Using the “reorganization index”, which focuses on quantifying the difficulty of change, McKinsey argues that “35% of US imports from China have a ratio of less than 0.1”; this means “a global market with a global market of less than 0.1”.This means “an available world export market ten times larger than current US imports from China”, such as T-shirts or logic chips.

 

For higher ratios, reorganization becomes “more difficult,“ and for the 5% of trade with a ratio above 1, such as rare earth magnets, US imports from China exceed available world exports.

 

Moreover, Mckinsey notes that consumer goods are more difficult to reorder than business inputs. Thus, 61% of business input imports have a reorder ratio of less than 0.1, compared to 16% for consumer goods.

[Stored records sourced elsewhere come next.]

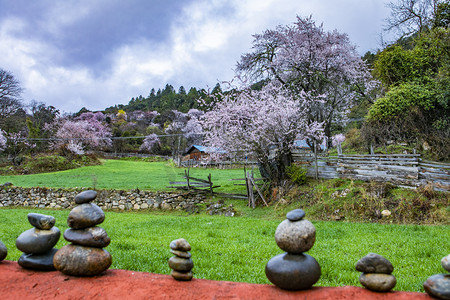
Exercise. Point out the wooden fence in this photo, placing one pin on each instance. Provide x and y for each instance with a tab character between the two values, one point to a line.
404	170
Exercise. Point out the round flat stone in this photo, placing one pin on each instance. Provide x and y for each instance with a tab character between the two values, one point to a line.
180	244
85	197
82	261
3	251
43	262
181	276
293	271
41	221
295	215
374	263
38	241
295	237
183	254
85	215
438	286
181	264
91	237
445	262
378	282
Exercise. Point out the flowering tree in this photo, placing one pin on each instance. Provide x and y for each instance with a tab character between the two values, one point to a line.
86	132
193	130
2	141
337	141
306	59
16	144
258	122
150	142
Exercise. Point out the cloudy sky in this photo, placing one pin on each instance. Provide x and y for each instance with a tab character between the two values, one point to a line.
97	53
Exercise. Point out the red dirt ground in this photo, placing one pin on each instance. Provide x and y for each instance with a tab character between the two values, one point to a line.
18	283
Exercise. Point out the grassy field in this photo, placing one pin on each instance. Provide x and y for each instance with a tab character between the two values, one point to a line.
119	174
237	249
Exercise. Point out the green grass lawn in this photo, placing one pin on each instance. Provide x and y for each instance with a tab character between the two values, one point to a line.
237	248
119	174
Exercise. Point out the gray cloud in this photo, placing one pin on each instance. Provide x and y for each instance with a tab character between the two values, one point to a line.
96	54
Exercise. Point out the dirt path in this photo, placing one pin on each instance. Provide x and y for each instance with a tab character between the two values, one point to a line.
18	283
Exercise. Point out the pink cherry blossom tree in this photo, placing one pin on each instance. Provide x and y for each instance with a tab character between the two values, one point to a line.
87	132
16	144
150	142
263	122
2	141
305	58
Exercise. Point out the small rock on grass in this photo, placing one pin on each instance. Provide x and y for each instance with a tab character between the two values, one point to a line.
445	262
182	276
85	197
438	286
41	221
378	282
181	264
374	263
180	244
3	251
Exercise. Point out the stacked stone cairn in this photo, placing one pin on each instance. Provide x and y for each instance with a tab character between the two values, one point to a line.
37	243
85	255
294	270
376	274
3	251
438	285
181	264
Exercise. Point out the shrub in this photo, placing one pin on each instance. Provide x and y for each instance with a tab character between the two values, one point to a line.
297	174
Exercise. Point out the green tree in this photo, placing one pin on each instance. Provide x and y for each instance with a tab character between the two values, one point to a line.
416	107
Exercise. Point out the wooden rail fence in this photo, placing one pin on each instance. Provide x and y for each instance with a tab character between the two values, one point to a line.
403	170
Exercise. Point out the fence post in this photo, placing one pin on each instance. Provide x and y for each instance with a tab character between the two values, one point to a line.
315	160
210	183
187	177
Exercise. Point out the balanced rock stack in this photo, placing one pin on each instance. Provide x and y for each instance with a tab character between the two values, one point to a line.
438	285
294	270
3	251
85	256
181	264
376	274
37	243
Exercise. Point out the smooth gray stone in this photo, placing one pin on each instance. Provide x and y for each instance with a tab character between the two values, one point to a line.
3	251
43	262
181	276
295	215
85	197
180	244
183	254
85	215
293	271
38	241
91	237
41	221
82	261
295	237
438	286
181	264
445	262
378	282
374	263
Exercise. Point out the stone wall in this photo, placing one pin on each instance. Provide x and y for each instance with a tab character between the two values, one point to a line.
119	200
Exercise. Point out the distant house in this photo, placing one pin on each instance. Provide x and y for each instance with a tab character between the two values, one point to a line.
302	146
197	152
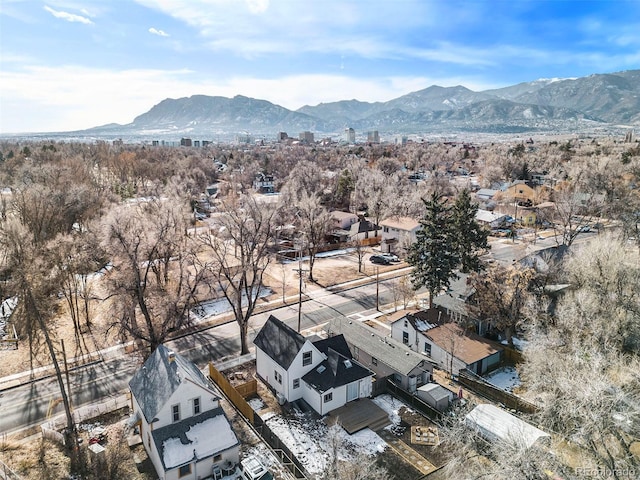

Major products, such as laptops, smartphones and toys, are more difficult to reorder.

 

 

 

 

In this context, “Europe appears as the fulcrum of trade realignment.“ In nine different simulations, both European imports from China and exports to the United States increase by almost $200 billion, the study states.

 

Moreover, as intra-European trade shifts to the United States it leaves gaps that are filled by increased Chinese exports, assuming Europe does not decide to alter its own trade policies. Others will also be affected and “exports to the U.S. from as many as 70 countries may increase by more than 10%.“

 

Europe is at the center of the trade realignment in most sectors. The three largest US import sectors from China-electronics, other manufacturing and textiles-contribute the most to the overall reordering. In all simulations, Europe increases its exports to the US in these sectors.

 

 

McKinsey believes it is possible that multinational companies will have to navigate an environment in which “the geopolitical distance of US trade shortens, the China-Europe trade relationship deepens, and surpluses and product shortages emerge between countries, at least in the short term.“

 

In the face of this “uncertainty,“ he notes that companies may consider downsizing, substitution, augmentation, and reorganization measures to respond to potential trade disruptions. McKinsey argues that “the reordering of trade promises to reshape the geometry of global trade” setting the backdrop for companies to develop their resilience in a reordered world.“

 

Strategies will have to cope with continued uncertainty and change as customers buy new things from new sources and use them in new ways, it says. In this context, the consultancy states that “granularity is key” and “changes in thousands of products will alter the geometry of global trade”.